Hamadi Kaloutcha : « Quand ils arrêteront de vouloir imposer des trucs « à la con ». Nous, ce qu’on veut c’est une réorganisation totale du milieu politique. Que la constitution soit abrogée au profit d’une nouvelle constitution. Celle qui régit actuellement la Tunisie a été faite sur mesure pour Ben Ali, de ce fait elle est devenue caduque à ce jour.»
Afrik.com : Etes-vous optimiste quant à cette réorganisation politique ?
Hamadi Kaloutcha : « Ce qu’on pensait devoir prendre plusieurs mois, s’accélère plus vite que prévu. Donc oui, je suis optimiste. »
Afrik.com : Certains Tunisiens reviennent sur leur position et commencent à regretter l’époque Ben Ali. Qu’en pensez-vous ?
Hamadi Kaloutcha : « Il faut savoir que pendant le régime, le peuple ne se mêlait pas des affaires politiques. Chaque Tunisien vivait sa petite vie tranquillement sans avoir à se soucier des décisions qui étaient prises par le gouvernement. Aujourd’hui tout à basculé, et nous sommes tous concernés par ce qui se passe, même ceux qui n’ont rien demandé. Les médias parlent sans cesse de la Tunisie et de Ben Ali, on ne voit que ça a la télé. C’est bien de parler de la Tunisie et de notre révolution, mais il y a certaines limites, beaucoup de médias racontent un peu tout et n’importe quoi ! Et ces Tunisiens en ont un peu marre… »
Afrik.com : Pendant les révoltes, la police s’est comportée de manière brutale envers les manifestants.
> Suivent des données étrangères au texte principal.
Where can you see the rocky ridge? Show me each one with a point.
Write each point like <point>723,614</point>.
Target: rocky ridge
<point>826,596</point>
Certains policiers ont même fait usage de leurs armes. Quel image avez-vous d’elle maintenant ?
Hamadi Kaloutcha : « La police avait reçu l’ordre de disperser les manifestants. Mais aucun ordre explicite direct de la part du Ministère de l’Intérieur n’a été donné quant à l’usage de l’arme à feu. En temps normal, l’étui d’un policier tunisien est vide ! Et à ce moment-là, ils ont reçu des armes à feu avec des indications très floues sur leur utilisation. En gros c’était : fais ce que bon te semble. Le ministre de l’intérieur lui-même n’arrivait pas à contrôler son organisation. Du coup, certains en ont profité pour jouer les cow-boys et violenter les manifestants. Je n’en voyais vraiment pas l’intérêt sachant qu’on intervenait pacifiquement ! La police était l’organe central du pouvoir de Ben Ali. Aujourd’hui elle est donc très mal vue et peu respectée. Ce qu’il faut, c’est réorganiser ce milieu, à commencer par remplacer leur tenue qui renvoie l’image de la police Ben Ali. »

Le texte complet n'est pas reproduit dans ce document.